In this news, we discuss the Explainer: Ant juggernaut jackknifes on $37 billion road to market.
(Reuters) – With more than 730 million monthly users in China on its Alipay app and a growing role connecting lenders and borrowers, Ant Group had appeared unstoppable as it marched to the world’s largest exchange this week.
But those plans were halted on Tuesday when the Shanghai Stock Exchange suspended its $ 37 billion IPO, prompting Ant, who was separated from billionaire Jack Ma’s Alibaba group, to also freeze Hong Kong’s leg. .
WHAT IS ANT?
Ant traces its beginnings to Alipay, which was launched by e-commerce giant Alibaba in 2004 as a payment service to address concerns of Chinese buyers and sellers about online transactions in the then-nascent e-commerce market. from the country.
Alipay now handles more transactions each year than Mastercard and Visa, mostly in China, but Ant’s portfolio of services has expanded far beyond lifestyle and payment app.
Ant’s lending business drives consumer and small business demand and passes it on to banks for underwriting, collecting fees from lenders and minimizing risks to its own balance sheet.
Ant’s consumer loan balance was 1.7 trillion yuan ($ 254 billion) at the end of June, or 21% of all short-term consumer loans issued by Chinese financial institutions. deposit. But only 2% of the loans she had facilitated were on her balance sheet, her IPO prospectus said.
Ant is also partnering with asset managers, including mutual funds, insurers, banks and securities firms in China to launch investments for Alipay users. Its flagship product is Yu’e Bao, which allows people to put their reserve money in money market funds. The first Yu’e Bao fund was once the largest money market fund in the world.
A robotics advisor managed by Ant and Vanguard Group helps investors choose which funds to invest in for a small fee. Ant’s InsureTech business, on the other hand, sells a line of insurance products that cover everything from shipping delays to accidents.
WHAT KIND OF ANT, TECHNICAL OR THIN?
Ant has used artificial intelligence and other technologies to facilitate not only payments and loans, but also products ranging from insurance to wealth management, making it primarily a technology provider for financial institutions. .

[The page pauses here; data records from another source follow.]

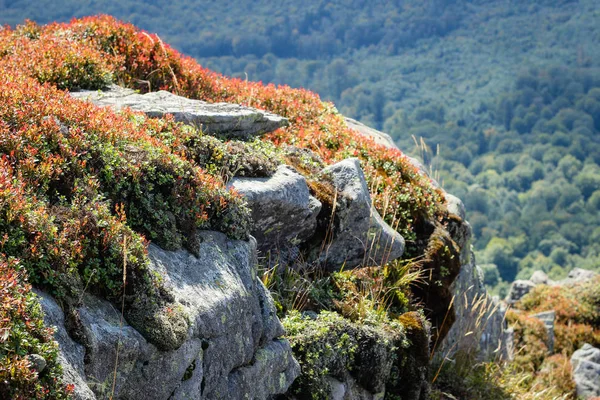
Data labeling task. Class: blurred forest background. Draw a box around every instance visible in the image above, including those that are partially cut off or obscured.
[0,0,600,295]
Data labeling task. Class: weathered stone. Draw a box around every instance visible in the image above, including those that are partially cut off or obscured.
[27,354,46,374]
[316,158,404,270]
[35,290,96,400]
[506,279,536,305]
[529,270,551,285]
[71,85,288,139]
[559,268,598,285]
[42,231,299,400]
[532,311,556,353]
[229,165,321,252]
[436,193,512,359]
[444,193,467,220]
[571,343,600,399]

Ma referred to Hangzhou’s Ant as “techfin” rather than “fintech,” and she benefited from the much richer valuations the market offers to tech companies than to financial institutions.
But while Ant presents itself as a tech company, Chinese regulators are placing it firmly in the financial sector.
Before the Chinese central bank and regulators met with Ma executives and top Ant executives on Monday over proposed rules for online microcredit, some analysts said Ant hoped to escape further scrutiny of the issues. financial companies.
WHAT IS IT WORTH?
Ant benefits from the much richer valuations the market offers to tech companies than to financial institutions.
Ant had won tech-style awards for its IPO, which valued it at around $ 315 billion, more than 31 times its expected net profit for 2021. The combined market capitalization of JPMorgan, Morgan Stanley, Citigroup and Goldman Sachs is $ 548 billion.
While this valuation is along the same lines as Alibaba, which trades at 27.6 times forward earnings and PayPal at a multiple of 45, some investors believe Ant should be valued at $ 400 billion or more when trading. the IPO, sources told Reuters.
This compares to the Industrial and Commercial Bank of China, the world’s largest bank in terms of assets, with a multiple of around 6 and reflects the end-to-tech shift that Ant began two or more ago. three years as Chinese regulators sought to control financial risks.
Last year, Ant made most of its revenue from fees generated by its digital finance technology platform.
Writing by Alexander Smith; edited by Carmel Crimmins
Original © Thomson Reuters
Originally posted 2020-11-04 03:36:10.